From Apache to lighttpd and back again
Apache was pretty much a default for our sites to begin with, as the A part of LAMP. However, we have had increasing problems with FanFooty scaling up to meet the demands of huge numbers of concurrent users. By far FanFooty's most popular pages are the live match fantasy scoring pages - for example the one for the Geelong v Collingwood game this weekend - which after many battle-hardening iterations have been reduced down to a flat HTML page which through AJAX calls a single comma-delimited text file every 30 seconds. No PHP, no mySQL, just flat text files.
Even this pared-down architecture was showing distinct signs of overloading on our one solitary server halfway through the 2007 AFL season, with frequent crashing during peak load times. I don't know exactly how many concurrent users we had, but each match day we were getting accessed by 12,000 unique browsers over the course of the day, so I would estimate that load on each live match fantasy scoring page would have been many thousands of requests for the exact same file every 30 seconds... for a couple of hours straight.
Seen at right, our traffic graphs were the same for every game: a smooth ramp up during each game culminating in a big spike at the end of each game as fantasy coaches checked the final scores. Some days there would be at least one game on continuously for eight straight hours, with three or four spikes.
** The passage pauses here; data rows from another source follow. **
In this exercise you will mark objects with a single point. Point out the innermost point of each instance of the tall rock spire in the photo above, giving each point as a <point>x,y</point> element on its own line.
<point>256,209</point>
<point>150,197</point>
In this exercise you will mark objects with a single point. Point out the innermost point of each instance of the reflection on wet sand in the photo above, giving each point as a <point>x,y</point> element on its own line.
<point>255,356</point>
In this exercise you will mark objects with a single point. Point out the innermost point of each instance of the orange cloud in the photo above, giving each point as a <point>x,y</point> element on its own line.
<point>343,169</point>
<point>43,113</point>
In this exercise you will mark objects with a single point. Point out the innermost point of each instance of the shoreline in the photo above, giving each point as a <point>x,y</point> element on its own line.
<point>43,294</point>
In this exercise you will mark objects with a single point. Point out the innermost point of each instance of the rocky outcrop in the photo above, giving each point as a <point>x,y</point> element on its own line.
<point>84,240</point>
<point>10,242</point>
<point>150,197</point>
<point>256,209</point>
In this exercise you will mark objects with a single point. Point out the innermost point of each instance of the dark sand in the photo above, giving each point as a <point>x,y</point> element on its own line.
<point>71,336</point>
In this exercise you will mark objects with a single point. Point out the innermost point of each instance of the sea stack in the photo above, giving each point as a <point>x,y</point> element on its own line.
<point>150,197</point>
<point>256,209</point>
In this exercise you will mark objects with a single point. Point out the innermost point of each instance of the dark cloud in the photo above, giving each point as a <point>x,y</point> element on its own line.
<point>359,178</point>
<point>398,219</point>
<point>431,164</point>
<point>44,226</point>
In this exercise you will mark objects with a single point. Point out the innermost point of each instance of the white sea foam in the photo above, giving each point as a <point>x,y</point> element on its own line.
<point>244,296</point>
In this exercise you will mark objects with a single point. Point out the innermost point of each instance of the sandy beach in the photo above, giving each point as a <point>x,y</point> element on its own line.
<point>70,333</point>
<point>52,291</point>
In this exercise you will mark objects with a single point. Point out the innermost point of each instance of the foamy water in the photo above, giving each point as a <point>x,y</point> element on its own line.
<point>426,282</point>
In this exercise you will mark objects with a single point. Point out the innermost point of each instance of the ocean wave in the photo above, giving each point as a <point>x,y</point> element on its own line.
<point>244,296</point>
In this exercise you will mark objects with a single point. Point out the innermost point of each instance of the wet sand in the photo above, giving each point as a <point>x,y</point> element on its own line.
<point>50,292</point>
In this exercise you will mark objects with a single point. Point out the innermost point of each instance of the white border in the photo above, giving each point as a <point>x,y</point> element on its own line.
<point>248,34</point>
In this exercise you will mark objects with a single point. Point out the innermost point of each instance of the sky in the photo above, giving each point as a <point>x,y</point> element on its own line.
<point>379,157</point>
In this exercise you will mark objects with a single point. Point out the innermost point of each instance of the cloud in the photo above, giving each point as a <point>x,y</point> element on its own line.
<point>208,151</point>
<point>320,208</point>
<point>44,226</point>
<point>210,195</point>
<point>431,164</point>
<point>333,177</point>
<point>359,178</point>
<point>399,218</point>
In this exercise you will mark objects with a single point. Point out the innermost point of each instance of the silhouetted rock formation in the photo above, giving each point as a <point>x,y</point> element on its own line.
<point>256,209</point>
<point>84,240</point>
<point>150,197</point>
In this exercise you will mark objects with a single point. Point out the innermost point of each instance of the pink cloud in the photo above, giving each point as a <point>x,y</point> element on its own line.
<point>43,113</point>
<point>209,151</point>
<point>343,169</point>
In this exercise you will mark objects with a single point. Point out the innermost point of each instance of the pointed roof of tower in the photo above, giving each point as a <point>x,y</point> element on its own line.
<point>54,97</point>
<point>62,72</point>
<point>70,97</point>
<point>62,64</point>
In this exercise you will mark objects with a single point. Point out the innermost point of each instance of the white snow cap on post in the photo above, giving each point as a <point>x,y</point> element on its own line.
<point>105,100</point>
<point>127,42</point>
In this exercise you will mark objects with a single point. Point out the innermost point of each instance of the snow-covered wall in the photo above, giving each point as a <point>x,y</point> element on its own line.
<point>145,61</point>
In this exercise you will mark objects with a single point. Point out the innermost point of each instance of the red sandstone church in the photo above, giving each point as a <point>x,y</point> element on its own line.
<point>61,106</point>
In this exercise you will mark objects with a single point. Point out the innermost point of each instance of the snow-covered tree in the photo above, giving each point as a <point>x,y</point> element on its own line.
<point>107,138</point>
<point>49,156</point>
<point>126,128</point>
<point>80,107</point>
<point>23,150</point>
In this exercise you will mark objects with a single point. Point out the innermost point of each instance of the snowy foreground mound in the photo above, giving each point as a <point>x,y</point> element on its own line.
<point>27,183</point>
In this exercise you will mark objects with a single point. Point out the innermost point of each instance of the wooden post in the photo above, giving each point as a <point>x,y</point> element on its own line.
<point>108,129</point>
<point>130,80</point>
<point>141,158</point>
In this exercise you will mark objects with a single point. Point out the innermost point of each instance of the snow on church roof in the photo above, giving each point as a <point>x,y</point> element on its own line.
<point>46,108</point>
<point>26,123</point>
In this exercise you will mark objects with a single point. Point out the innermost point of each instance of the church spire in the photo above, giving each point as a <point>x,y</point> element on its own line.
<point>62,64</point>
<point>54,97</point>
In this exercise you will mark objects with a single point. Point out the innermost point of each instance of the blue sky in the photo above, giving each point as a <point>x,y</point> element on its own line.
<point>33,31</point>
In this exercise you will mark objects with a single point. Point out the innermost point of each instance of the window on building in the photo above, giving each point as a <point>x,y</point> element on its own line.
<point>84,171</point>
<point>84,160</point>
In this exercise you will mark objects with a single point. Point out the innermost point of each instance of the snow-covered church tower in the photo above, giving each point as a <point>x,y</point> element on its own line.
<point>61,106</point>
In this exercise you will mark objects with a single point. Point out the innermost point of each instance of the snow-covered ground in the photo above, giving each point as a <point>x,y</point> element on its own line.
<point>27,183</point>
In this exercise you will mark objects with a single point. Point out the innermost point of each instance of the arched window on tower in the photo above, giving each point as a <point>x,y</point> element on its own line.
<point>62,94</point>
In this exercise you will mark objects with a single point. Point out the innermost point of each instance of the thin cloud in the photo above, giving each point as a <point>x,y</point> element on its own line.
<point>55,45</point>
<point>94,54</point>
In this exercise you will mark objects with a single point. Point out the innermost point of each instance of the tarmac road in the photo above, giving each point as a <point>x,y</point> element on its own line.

Something had to give. We examined the state of our server during those peak load times, and found that the main problem was that Apache was starting too many processes and running out of RAM. We tried doubling the RAM on our server, but that was an expensive process and not a long-term solution.
To cut a long story short: we heard of lighttpd, read some reviews, tested it, liked the concurrent user benchmarks we were getting on our box, tried it, and it worked a treat. The only teething problems came from having to rewrite Apache's .htaccess rules into lighttpd's mod_rewrite rules: regular expressions are tricky for a self-taught rube like me. Once it was up and running, all of our scaling problems went away, and in-game crashes almost disappeared.
I say almost, because lighttpd, for all of its speed and efficiency, has one glaring flaw: memory leaks. The hallmark of lighttpd is its low memory footprint compared to Apache, but to do that it has sacrificed a lot of Apache's management subroutines, one of the most important ones being how Apache handles the changeable rate of requests it handles over time. Through painful personal experience, I can say that lighttpd has serious problems with managing its memory footprint, in that it seems incapable of reducing its memory usage after a high load period. The lighttpd application seems to creep ever upwards in memory usage, ever so slightly over many hours, until it fills all available RAM and brings the server to a standstill. While the high load period is ongoing there is nothing better than lighttpd for handling thousands of concurrent users, especially for static content like text and picture files, but when the party's over lighttpd can't seem to shake off the hangover.
This is why we have switched back to Apache, now that the AFL football season is all but over. Having to manually restart the lighttpd application multiple times per day is a pain in the arse I don't want to have to deal with. I'm putting co-founder Tai on the task of building a remote monitoring application to run on our local boxes. We're even investigating the possibility of a "dual-boot" server, if you will, which would allow us to switch between Apache and lighttpd as traffic conditions dictate (EDIT: this link looks promising). We're trying to build Tinfinger with a similar reliance on flat text files (through a religious zeal for caching) so that when the TechCrunch traffic spikes hit then we'll be able to handle it with lighttpd.
I don't know that many Web applications would have similar traffic patterns and system architectures to FanFooty, but hopefully the above is helpful to someone who is in the position I was in three months ago and looks for guidance online about what to do in the face of massively spiky traffic problems.